Explanations and MeasurementExplanations and Measurement
An explanation is a structured set of precise, often symbolic statements generally constructed in order to explain a given set of facts, the reasons for those facts, and the consequences of those facts as related to other things, events, or concepts. In science, an explanation is used to test hypotheses, support predictions, or simply to explain the scientific methods or results. This explanation can also explain the existing rules or principles in regards to some physical objects, phenomena, or even laws. The explanation is then made precise in order to be tested against observations, theories, or contrary evidence.
Measurement – Research Methods Knowledge Base
There are two basic types of explanation: deductive-nomological explanation and inductive-deductive explanation. A deductive explanation involves the classifications, structure, and/or explanation of concepts. For example, if we study the chemical properties of orange juice, we would first have to construct a list of the properties that the orange juice has, a list of the properties it can possess when combined with other properties, an explanation of how these properties can be subsumed by the properties of the juice itself, and a further explanation that these properties are necessary for the Juice to possess. Once we have constructed the list of the necessary and sufficient properties, we can use deductive arguments to infer the rest.

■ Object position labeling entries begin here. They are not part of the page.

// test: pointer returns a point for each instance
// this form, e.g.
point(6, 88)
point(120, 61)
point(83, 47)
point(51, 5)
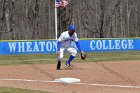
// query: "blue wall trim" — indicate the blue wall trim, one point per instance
point(49, 46)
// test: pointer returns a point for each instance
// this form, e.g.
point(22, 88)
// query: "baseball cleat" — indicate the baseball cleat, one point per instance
point(67, 65)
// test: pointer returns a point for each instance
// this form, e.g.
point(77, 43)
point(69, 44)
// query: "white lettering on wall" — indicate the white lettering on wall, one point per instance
point(32, 46)
point(111, 44)
point(12, 46)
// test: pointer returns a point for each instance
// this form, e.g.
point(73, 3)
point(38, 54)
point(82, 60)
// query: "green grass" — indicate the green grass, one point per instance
point(17, 90)
point(52, 58)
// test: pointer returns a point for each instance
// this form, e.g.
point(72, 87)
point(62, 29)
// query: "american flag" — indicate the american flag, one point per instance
point(61, 3)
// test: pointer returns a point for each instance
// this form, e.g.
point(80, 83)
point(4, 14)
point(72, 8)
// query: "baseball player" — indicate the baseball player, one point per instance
point(64, 44)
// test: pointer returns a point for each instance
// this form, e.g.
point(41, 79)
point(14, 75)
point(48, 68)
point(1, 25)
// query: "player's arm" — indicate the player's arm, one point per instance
point(58, 48)
point(78, 46)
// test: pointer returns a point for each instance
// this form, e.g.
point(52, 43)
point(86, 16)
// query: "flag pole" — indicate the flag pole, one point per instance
point(55, 21)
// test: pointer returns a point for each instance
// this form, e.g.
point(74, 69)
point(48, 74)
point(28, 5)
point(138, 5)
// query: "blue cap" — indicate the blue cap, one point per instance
point(71, 27)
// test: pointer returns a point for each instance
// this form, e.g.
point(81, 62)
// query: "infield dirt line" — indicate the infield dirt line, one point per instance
point(87, 84)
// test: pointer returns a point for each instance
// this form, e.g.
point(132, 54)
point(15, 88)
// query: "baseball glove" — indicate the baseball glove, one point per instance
point(83, 55)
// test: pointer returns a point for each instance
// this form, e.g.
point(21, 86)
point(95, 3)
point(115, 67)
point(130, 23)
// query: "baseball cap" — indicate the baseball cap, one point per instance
point(72, 27)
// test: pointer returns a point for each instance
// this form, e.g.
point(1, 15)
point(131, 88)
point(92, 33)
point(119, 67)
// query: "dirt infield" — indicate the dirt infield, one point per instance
point(96, 77)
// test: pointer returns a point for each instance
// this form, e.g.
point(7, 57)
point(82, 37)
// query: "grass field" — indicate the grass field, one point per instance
point(52, 59)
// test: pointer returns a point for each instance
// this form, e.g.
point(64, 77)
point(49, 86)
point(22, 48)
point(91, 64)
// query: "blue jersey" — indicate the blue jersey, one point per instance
point(65, 39)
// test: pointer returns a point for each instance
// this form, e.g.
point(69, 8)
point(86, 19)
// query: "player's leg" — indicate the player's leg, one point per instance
point(73, 53)
point(59, 58)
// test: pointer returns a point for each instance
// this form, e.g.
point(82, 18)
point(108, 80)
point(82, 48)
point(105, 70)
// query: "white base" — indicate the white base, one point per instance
point(68, 80)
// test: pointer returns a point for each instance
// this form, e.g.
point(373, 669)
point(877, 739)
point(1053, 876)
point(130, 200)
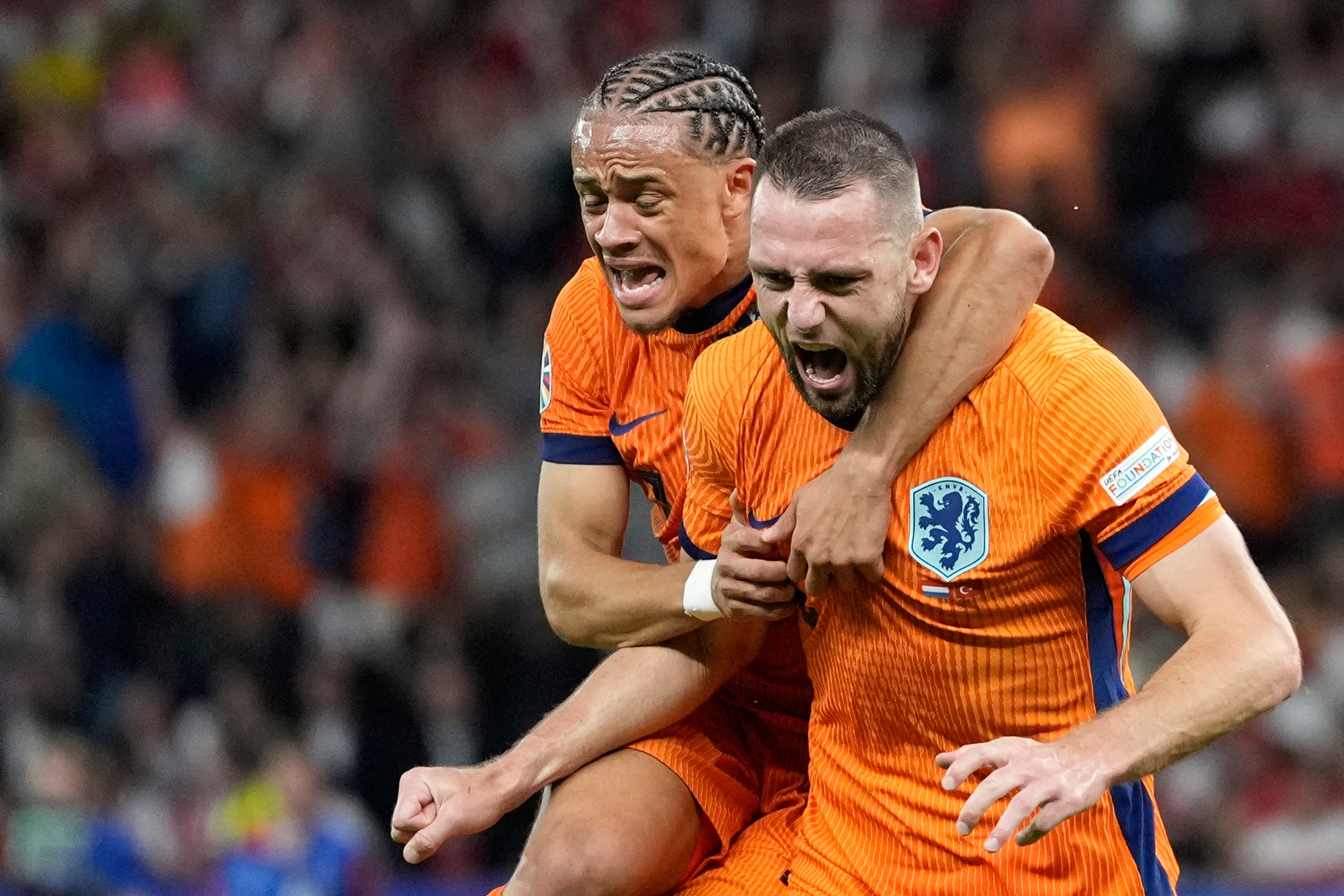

An inductive explanation is quite the opposite. In an inductive explanation, there is no need to construct or justify any sets of ideas, concepts, or premises in order to explain phenomena. Scientific explanations, on the other hand, require strong logical and predictive claims. In order for a scientific explanation to be accepted by the scientific community, it must make sense, be consistent, provide testable predictions, be reasonable from a scientific standpoint (e.g., it should not produce inconsistent results), it should be able to accommodate possible conflicting interpretations, it should be plausible given known facts about the phenomena under study, it should be testable, and it should have a wider appeal than its competitor explanations. If all of these criteria are met, then the rival explanation will more than likely have to drop out of the picture.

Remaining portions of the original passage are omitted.